Millions of young and middle-aged (and a good fraction of older) people
particularly in the U.S. are getting a lesson in this right now.

"Pay your dues." In one way, there's still wisdom in this. You don't know as
much as you think you know. Don't just charge off the cliff. On the other
hand, if this means consistently, persistently doing less than you could,
kowtowing to bores/boors who even you can see are _not part of the solution._
Well, I'll just warn you: The atrophy becomes self-perpetuating.
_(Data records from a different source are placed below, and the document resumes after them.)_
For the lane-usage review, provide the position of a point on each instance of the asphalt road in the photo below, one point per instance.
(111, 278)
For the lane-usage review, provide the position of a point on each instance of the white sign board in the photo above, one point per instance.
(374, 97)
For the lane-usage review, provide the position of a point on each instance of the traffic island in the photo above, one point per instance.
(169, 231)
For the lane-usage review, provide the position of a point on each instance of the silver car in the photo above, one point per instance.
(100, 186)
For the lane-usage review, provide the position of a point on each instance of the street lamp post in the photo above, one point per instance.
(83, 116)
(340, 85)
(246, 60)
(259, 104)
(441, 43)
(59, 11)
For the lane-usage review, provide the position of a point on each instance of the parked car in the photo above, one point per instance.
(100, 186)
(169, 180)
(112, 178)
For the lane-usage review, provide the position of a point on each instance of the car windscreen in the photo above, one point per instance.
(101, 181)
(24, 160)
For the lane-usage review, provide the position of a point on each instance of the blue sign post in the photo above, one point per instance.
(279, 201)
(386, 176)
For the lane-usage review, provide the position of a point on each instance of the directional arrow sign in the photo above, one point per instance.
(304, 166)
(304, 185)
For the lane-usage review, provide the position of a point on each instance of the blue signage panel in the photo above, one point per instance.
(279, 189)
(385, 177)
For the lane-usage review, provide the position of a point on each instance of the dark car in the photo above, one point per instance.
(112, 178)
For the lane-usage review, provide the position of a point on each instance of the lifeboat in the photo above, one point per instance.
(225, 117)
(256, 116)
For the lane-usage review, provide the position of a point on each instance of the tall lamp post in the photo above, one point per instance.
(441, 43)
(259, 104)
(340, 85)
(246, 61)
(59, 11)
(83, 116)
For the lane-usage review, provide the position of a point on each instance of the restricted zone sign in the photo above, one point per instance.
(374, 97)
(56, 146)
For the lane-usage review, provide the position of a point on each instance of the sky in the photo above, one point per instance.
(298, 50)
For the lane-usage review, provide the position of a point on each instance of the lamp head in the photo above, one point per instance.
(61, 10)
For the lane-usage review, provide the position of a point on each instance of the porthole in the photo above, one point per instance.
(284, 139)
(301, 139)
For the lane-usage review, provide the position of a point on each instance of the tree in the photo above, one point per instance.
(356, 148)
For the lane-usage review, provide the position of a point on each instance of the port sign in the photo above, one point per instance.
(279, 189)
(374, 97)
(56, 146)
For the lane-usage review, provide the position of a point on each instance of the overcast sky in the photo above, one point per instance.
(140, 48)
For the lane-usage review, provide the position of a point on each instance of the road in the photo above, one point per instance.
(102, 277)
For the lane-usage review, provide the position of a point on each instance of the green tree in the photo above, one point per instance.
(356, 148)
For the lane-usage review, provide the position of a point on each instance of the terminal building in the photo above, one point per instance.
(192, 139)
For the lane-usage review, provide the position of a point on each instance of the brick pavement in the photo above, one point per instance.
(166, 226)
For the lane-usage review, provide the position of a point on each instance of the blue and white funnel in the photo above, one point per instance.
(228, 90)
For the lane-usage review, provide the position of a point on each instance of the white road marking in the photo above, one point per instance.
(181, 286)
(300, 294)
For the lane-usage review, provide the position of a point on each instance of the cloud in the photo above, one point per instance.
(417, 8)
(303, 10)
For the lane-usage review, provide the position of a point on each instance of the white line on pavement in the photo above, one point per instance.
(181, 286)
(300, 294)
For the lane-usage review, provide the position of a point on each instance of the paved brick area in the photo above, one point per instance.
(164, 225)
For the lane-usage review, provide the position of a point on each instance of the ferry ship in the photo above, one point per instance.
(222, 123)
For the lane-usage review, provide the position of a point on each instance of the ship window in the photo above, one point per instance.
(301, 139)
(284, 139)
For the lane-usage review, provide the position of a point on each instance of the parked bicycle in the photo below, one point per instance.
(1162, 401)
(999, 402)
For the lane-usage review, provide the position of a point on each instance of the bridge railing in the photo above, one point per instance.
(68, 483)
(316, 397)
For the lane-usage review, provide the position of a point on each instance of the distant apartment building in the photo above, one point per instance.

The trouble is, when you're young, you do have a lack of perspective. And
sometimes such people are very influential, controlling figures in one's life.
And emotions are deep-seated, tricky buggers once established.

------
stygianguest
For all people laugh about the French and their vacation, they understand
this. Life is not about work, it is about us.

------
xiaoma
I've been living in Taiwan and now Beijing for almost all my adult life, but
Boulder is the place I launched from. At one time I was a minor math prodigy
and seriously considered a career in programming. Now that my interests are
finally turning back in that direction, it's weird to realize there's such an
successful guy from back in Boulder helping people do exactly what I wanted
to.

I find the advice poignant, too. On one hand it feels like maybe I made the
wrong choice to take the road less traveled and leave for so long.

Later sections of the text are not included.